Things have changed markedly in many communist nations in recent years - changes that would have been hard to imagine a decade or two ago. The wholesale resignation of the leaders of Yugoslavia this week in the midst of an economic crisis is just the latest example.

Premier Branko Mikulic and his entire 31-member Cabinet quit in protest after the Yugoslavian Parliament refused to pass an economic reform law needed to ensure continued help from the International Monetary Fund.This is the sort of thing that happens with regularity in certain democracies, but it is a historic first in Yugoslavia since the Communist Party took power after World War II.

The resignations are seen as leading to a possible further liberalization of Yugoslavia's one-party system. Mikulic had taken over as premier in 1986 for a four-year term. Parliament and the nine-member presidency must now decide on whom to choose as his replacement.

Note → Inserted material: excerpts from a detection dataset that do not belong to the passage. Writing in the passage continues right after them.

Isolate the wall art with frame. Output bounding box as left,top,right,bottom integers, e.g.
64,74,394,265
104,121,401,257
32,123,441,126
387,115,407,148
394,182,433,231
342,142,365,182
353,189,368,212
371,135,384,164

Yugoslavia is badly in debt, has 250 percent annual inflation, and suffers from 15 percent unemployment. It has endured more than 1,000 strikes in 1988, and has seen ethnic uprisings in the diverse provinces and "republics" that make up the country. Mikulic had wanted an austerity program and cuts in public spending in order order to qualify for further IMF loans. Parliament's refusal left his program in shambles.

Despite the political changes, Yugoslavia's economic problems - like those of other communist-run countries - stem from the heavy hand of a central bureaucracy. The Parliament apparently has recognized this. Along with accepting Mikulic's resignation, it adopted a new law stimulating private enterprise - "the first step toward a market economy," according to the state-run news agency.

A possible multi-party system and free enterprise? The late Marshal Tito would never recognize the communist state he fashioned after World War II.